The groups of the Left — communists, Trotskyites, probably no old Stalinist survivors—’are hardly more than a curiosity’ (triumphal sneer wheezed by Professor Craig-Taylor in the coffee shelter) a luta continua having been taken over as a black national rhetoric by an innocent-faced young man with a resuscitated Munich Beer Hall delivery, Julius Malema — he may be the Antigone in the era of sex change (that’s Marc’s quip as one of the Dolphins who’s got himself married, to a woman).

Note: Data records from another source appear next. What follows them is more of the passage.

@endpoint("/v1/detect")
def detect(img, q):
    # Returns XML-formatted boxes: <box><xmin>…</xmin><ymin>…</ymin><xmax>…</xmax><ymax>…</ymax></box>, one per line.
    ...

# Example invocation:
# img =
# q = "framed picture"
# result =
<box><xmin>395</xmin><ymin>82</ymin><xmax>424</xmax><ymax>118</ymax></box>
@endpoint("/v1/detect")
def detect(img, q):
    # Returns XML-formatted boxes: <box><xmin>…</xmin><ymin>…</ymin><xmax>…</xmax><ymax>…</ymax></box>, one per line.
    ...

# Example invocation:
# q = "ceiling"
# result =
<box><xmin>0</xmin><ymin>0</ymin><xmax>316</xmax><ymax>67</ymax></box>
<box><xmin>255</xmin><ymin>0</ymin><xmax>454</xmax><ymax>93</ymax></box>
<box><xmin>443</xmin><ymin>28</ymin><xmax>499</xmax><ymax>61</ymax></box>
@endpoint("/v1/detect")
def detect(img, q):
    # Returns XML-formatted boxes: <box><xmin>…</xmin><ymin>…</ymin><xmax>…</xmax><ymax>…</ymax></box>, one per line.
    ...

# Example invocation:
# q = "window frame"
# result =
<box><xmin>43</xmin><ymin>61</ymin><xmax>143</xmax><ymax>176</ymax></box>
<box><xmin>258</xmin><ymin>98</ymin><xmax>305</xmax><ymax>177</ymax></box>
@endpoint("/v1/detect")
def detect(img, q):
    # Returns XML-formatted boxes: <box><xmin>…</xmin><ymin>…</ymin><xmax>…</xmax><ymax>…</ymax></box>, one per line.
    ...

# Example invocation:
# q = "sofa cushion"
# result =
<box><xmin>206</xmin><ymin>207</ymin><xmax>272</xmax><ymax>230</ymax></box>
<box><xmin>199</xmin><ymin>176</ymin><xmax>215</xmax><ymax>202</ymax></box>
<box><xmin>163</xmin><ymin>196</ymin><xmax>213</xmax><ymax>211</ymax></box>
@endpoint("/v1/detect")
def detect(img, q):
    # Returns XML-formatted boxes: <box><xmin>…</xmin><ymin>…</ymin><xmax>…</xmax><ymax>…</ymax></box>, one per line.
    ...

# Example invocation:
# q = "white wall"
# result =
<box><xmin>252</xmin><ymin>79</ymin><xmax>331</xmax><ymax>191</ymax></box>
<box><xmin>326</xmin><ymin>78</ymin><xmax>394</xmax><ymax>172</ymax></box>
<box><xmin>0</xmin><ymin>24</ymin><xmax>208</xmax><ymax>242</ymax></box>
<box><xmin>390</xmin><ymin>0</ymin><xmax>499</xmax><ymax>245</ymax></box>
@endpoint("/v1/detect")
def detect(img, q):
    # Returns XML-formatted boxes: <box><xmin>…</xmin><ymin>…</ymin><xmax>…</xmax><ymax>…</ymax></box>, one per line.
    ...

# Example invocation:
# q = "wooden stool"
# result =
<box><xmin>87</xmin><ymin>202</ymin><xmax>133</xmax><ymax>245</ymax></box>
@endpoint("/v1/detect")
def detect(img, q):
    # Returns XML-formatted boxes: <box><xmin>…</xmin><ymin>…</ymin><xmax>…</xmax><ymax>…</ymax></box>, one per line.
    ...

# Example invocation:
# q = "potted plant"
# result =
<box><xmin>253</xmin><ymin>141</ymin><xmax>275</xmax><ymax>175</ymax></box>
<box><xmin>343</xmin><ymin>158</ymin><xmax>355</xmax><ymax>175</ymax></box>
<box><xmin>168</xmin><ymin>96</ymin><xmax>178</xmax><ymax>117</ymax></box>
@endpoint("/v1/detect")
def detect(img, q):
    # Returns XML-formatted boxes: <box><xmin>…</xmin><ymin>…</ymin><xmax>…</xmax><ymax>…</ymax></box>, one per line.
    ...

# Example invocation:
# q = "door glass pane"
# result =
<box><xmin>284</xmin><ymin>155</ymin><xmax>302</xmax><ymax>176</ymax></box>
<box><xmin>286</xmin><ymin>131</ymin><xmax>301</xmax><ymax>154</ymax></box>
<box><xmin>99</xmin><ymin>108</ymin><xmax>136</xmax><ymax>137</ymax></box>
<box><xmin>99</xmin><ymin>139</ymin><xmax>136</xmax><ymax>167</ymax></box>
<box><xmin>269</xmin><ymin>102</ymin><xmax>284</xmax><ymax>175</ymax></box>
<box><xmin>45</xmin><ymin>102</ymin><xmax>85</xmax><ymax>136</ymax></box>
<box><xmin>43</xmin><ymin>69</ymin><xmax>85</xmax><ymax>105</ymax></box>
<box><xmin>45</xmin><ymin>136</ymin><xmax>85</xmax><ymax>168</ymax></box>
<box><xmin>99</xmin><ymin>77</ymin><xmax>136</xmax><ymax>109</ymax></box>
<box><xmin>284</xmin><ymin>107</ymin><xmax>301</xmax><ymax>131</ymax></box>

There is a force which does not belong to the colonialist past that has asserted its rights in the African millennium: a political party. Traditional leaders in parliament, whether or not they are representative of all tribal origins with all nine languages, they support the customary rights of each. The amaZulu don’t circumcise, the AmaXhosa do. And this rite of entry to manhood has become money-making. — Like everything else. — Peter Mkize at a meeting in the city called under some acronym of human rights on the report that in the winter season of circumcision twenty boys are dead. — Why doesn’t our Minister of Health prosecute the crooks who butcher our young on the cheap, cut-price offered to parents who don’t want to pay the cost of the traditional practitioners in circumcision ‘schools’?—
As a Zulu comrade Peter better be careful about sticking his neck out like this on the subject of manhood rites…The amaZulu rite decrees that their young males kill a bull with their bare hands — including prodding out its eyes, slow torture of the huge animal. An animal isn’t human, of course, but there has been an outcry by animal rights groups since this year’s performance of the ritual, made public when cameras reproduced the agony of the death. Zuma himself must have taken part in the ritual long ago, and you don’t go around questioning the humanity, morality of how the President attained his proven manhood with many wives and other women. Although she is the one who wanted them to accompany Peter to the meeting — Baba, did her father fulfil the rite, too…before, along with the rites of the church? It’s not a thought to repeat to her.